I spend a lot of time making sure it will go smoothly for readers. In doing so, I almost always find there is one step that’s not clear enough.

For example, there might be ten lines in my project copy-pasted from StackOverflow and I’m not 100% assured of what it does (there’s no shame in that). Before I publish my project, I’ll understand it. If necessary, I’ll spend an hour or more on a line of code — until I’m confident I could explain it if someone was asking.

That’s a lot of work but I’m really happy when I publish something. I get even more happy and excited when someone claps something I wrote! The feeling you get when your piece has been useful to someone is better than a cup of coffee.

To get started, my advice would be to take your time. Publishing something unfinished won’t interest anyone — you won’t be proud of yourself. It would be sad to feel demotivated after your first publication, when you were so excited to publish it in the first place. Take your time, make sure you cover the topic in the title and make your piece interesting by giving sources, examples, and your own opinion.

6. Stream Yourself Doing One of the Previous Activities

Being able to explain what we’re doing while coding is a great skill.

As developers, we’ve all been through technical interviews where we were asked to solve a problem on a whiteboard or an exercise of some kind.

Being smart is cool but it’s even better if you know how to talk about what you’re doing! The ability to clearly describe how you are solving a problem can put your resume at the top of the pile. While it might be easy for some people, others have to train that skill.
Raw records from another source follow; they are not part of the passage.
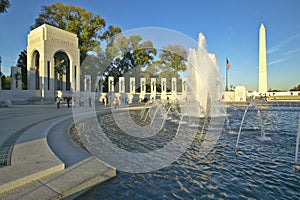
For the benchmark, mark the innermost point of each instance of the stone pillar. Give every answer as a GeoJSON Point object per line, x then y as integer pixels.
{"type": "Point", "coordinates": [143, 86]}
{"type": "Point", "coordinates": [16, 78]}
{"type": "Point", "coordinates": [132, 85]}
{"type": "Point", "coordinates": [174, 86]}
{"type": "Point", "coordinates": [184, 87]}
{"type": "Point", "coordinates": [163, 88]}
{"type": "Point", "coordinates": [99, 84]}
{"type": "Point", "coordinates": [262, 73]}
{"type": "Point", "coordinates": [111, 84]}
{"type": "Point", "coordinates": [87, 83]}
{"type": "Point", "coordinates": [121, 84]}
{"type": "Point", "coordinates": [153, 88]}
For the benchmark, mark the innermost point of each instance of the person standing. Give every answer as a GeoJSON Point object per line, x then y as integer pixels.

Streaming yourself on a platform like Twitch allows you to practice your oral skills. The exercise is to be able to talk about what you are doing. What problem you are solving while coding.

As a streamer, you want to be interesting for your viewers.

I like to stream myself when I work on a product. For two reasons:
  • I can get feedback on the product I am building and get my potential first users. They can also share ideas for features I didn’t think about.
  • I don’t want to be scrolling Twitter while streaming, which means I’m super productive. Before turning on the stream, I write down what I want to achieve during that time and I usually get it done 50% faster.
Do not look at the number of viewers while streaming — no one cares. There might be no one, there might be 235 viewers, it’s not important. Tell yourself there are 10,000 people watching you and you have to make what you are doing interesting for them.

If you don’t feel like streaming yourself yet, watch other streamers first. On Twitch streaming platform, there are two: Basic Programming and Science & Technology. There are more streamers on Science & Technology.
These are the activities I do on a regular basis. I hope you will try some of them. The most important thing is to do something you like!